Par exemple l’enseignement religieux, le catéchisme ou l’école biblique, n’a pas seulement pour but la connaissance pure, n’a pas non plus simplement pour but une mise en pratique (bien joindre les mains pour prier, utiliser les bonnes formules pour cela etc.), mais de rédupliquer l’enseignement c’est à dire de l’exister.
Et ce qui est justement intéressant avec ce passage, c’est que Jésus a le souci de les envoyer, de leur faire porter la parole avant qu’il ne soit parti d’au milieu d’eux. Est-ce qu’il faut y voir une sorte de stage ? Est-ce qu’il faut y voir le fait que Jésus leur fait anticiper le moment où ils devront prêcher l’Évangile, où ils cesseront d’être des disciples pour devenir des apôtres, le stage étant un avant goût de la mise pratique ?
Je pense justement que ce que propose le Christ n’est justement pas un stage, n’est pas pas une mise en pratique aussi noble et nécessaire que ça puisse être par ailleurs, mais bel et bien une réduplication.
Sur quoi est-ce que je m’appuie pour dire cela?
Tout simplement sur la réussite apparente des disciples : en effet notre texte conclut sur : « ils chassaient beaucoup de démons, oignaient d’huile beaucoup de malades et les guérissaient ». Quelle réussite ! A faire pâlir d’envie tout homme d’Église : ils chassent beaucoup, ils oignent beaucoup, ils guérissent beaucoup. Autrement dit si c’était un stage ce serait indiscutablement une réussite : engagement complet, rendement maximal, taux de réussite élevé.

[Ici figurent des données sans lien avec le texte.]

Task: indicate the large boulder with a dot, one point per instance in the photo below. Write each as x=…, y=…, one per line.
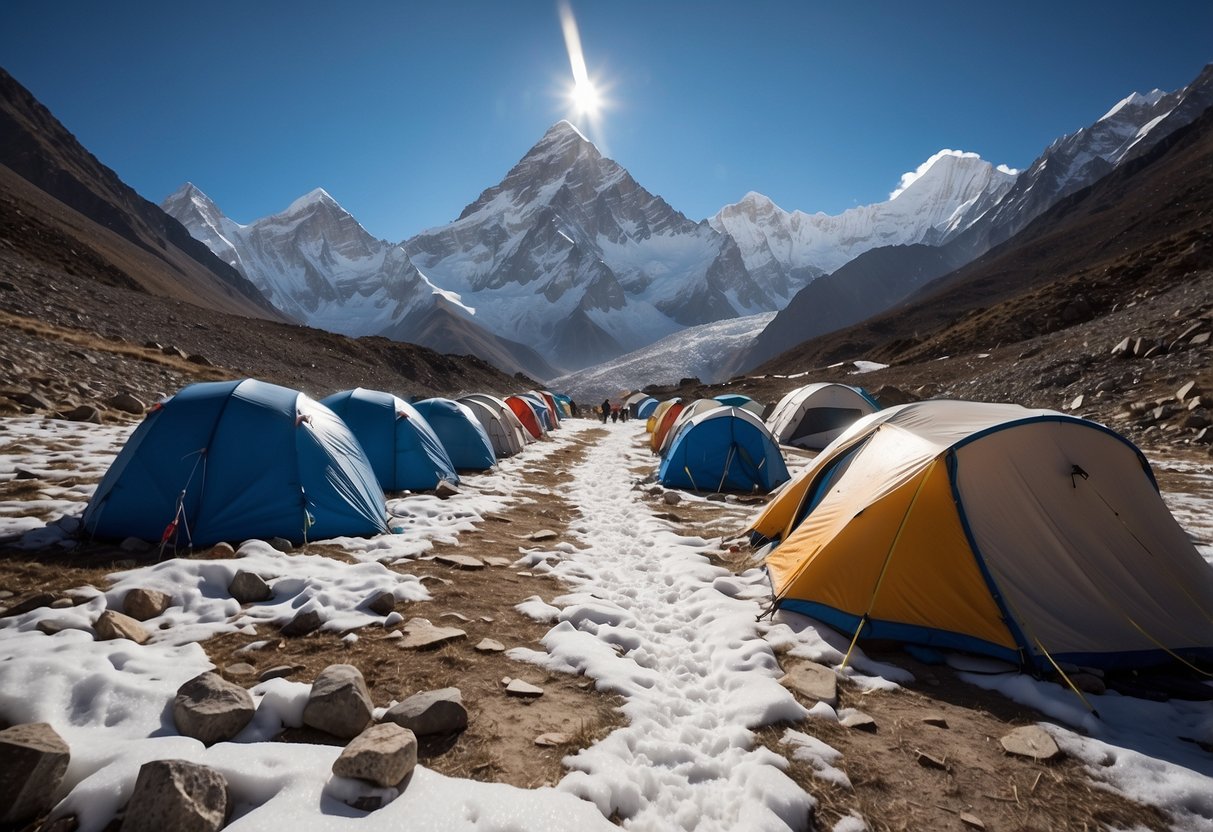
x=211, y=708
x=340, y=702
x=177, y=795
x=33, y=761
x=383, y=754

Or comment se passe le retour de stage, quel rapport en fait le maître ? Une quinzaine de versets plus loin on a la réponse : « Les apôtres se rassemblèrent auprès de Jésus et lui racontèrent tout ce qu’ils avaient fait et ce qu’ils avaient enseigné » les apôtres sont plutôt contents d’eux « Il leur dit : venez à l’écart dans un lieu désert et reposez-vous un peu », le maître les voit actifs et contents de leurs prouesses mais il sent bien que l’enthousiasme leur masque leurs limites « car beaucoup de personnes allaient et venaient, et ils n’avaient pas même le temps de manger » (Marc 6, 31). Autrement dit, entre le stage et la vraie vie, il y a un rythme que l’enthousiasme et la réussite des disciples ne leur fait pas voir mais qui n’échappe pas à Jésus.
Mais il y a autre chose.
En effet, la suite du récit c’est ce qu’on appelle la multiplication des pains, mais qui devrait pus justement être appelé la division car seule la division produit du reste. Or, on sait que face à cette foule à nourrir, les disciples se retrouvent parfaitement démunis, et seul Christ y parvient. Et si on suit le texte, on comprend que les disciples si ils avaient dû y faire face seul, non seulement ils n’auraient pas nourri la foule, mais en plus ils seraient eux-mêmes morts de faim.
Pourquoi ?
Parce que les disciples puisent sur leurs ressources de savoir, de capacité, de potentialité. Or, si cela leur réussit un temps et les rend enthousiastes, rapidement la réalité et son exigence reviennent au galop en exigeant toujours plus et du coup en mettant une fin à tout cela. Elle dit : soit tu donnes encore plus parce qu’il y a plus de besoins et alors tu meurs, soit tu ne peux plus, tu dis « stop » mais ton enthousiasme risque d’être sérieusement amoindri, tu risques de finir désabusé voir désenchanté.
Lors de la multiplication/division des pains, Christ a nourri la foule. Ce n’est pas parce qu’il est plus puissant que ses disciples, qu’il a plus de ressources, mais parce qu’il n’a pas offert la même chose, parce qu’il n’a pas partagé la même chose. Il n’a pas partagé son plus, il n’a pas partagé son savoir, il n’a pas partagé ses compétences, il n’a pas partagé ce qu’il sait. Il a partagé son moins, il a partagé ce qu’il n’avait pas, il a offert son désir et en un sens profond sa passion. C’est ce que en définitive les disciples non pas compris et aujourd’hui, nous ne sommes pas plus malin qu’eux.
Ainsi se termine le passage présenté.